Последнее занятие, за которым незадолго до кончины царь-отец следил с большой радостью, было составление карты России по чертежам царевича Федора Борисовича. Иностранные послы и военные, особенно телохранитель царя Бориса, ловкий и веселый капитан иноземных войск Яков Маржерет, советовали напечатать эту карту за границей: пусть Европа видит, как обширно государство русское! Отец согласился напечатать карту за границей. Как было удивительно Ксении и Федору надписывать над голубыми жилами рек: «Moscva fluvius», «Clesma fluvius», «Jausa fluvius». Как забавно было надписывать над разноцветными кубиками городов: «Moscovia», «Saratoff», «Kazan».

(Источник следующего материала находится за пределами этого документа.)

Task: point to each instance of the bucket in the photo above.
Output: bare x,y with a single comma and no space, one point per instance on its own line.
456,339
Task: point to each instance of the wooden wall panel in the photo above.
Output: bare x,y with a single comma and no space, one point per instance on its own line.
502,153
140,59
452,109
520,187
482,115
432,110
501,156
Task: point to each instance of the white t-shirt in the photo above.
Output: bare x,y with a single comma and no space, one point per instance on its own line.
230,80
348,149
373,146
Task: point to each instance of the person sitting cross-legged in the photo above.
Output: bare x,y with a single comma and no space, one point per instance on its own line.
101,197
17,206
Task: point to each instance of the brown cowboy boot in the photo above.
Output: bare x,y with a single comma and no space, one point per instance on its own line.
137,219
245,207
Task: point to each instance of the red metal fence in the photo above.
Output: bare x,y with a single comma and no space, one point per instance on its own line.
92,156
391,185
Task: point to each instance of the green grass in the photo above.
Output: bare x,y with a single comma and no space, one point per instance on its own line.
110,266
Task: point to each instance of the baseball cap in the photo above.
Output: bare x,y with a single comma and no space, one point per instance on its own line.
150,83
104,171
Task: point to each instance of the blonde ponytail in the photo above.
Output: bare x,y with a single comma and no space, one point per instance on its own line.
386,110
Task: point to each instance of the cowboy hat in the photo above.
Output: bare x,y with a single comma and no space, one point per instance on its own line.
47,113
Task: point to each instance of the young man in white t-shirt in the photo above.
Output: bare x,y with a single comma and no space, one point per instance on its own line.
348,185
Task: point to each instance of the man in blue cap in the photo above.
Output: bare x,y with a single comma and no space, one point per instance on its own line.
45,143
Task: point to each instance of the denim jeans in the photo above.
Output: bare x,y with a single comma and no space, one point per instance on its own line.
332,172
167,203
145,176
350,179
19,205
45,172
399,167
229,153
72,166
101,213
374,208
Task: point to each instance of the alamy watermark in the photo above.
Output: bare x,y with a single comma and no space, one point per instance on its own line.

Датский королевич Яган[113] ее жених прекрасный, премного дивился, услышав, как Ксения читает по-латыни и по-гречески. Ах, невозможно забыть Ягана, милого королевича!.. И в иночьей келье до последнего вздоха будет помнить Ксения его бледное лицо, тонкие, всегда словно изумленные брови, тихие светло-карие глаза…
По стародавнему русскому обычаю, царице и Ксении неприлично было открыто присутствовать в Грановитой палате на торжественных приемах в честь королевича Ягана. Для них была устроена особая «смотрильная палатка». Сквозь позолоченную решетку этого тайника Ксения без помехи наблюдала за своим нареченным и любовалась им. Он был высокого роста, худощавый, держался прямо и величаво. Ксении потом передавали, что насмешник-француз, капитан Маржерет, утверждал, будто королевич Яган всем хорош, только-де большеносый. Враки, враки — нос у Ягана был тоже царственный, настоящий, как говорили греки, полный нос! Ксении все нравилось в королевиче: его взгляд, походка, его белые руки, его атласный камзол с широким кружевным воротником. Она думала о королевиче весь день и радостно просыпалась ночью, помня о нем даже во сне. Будущая жизнь ее, датской королевы, представлялась Ксении сплошным счастьем, — ведь ома и родилась на свет для счастия и власти!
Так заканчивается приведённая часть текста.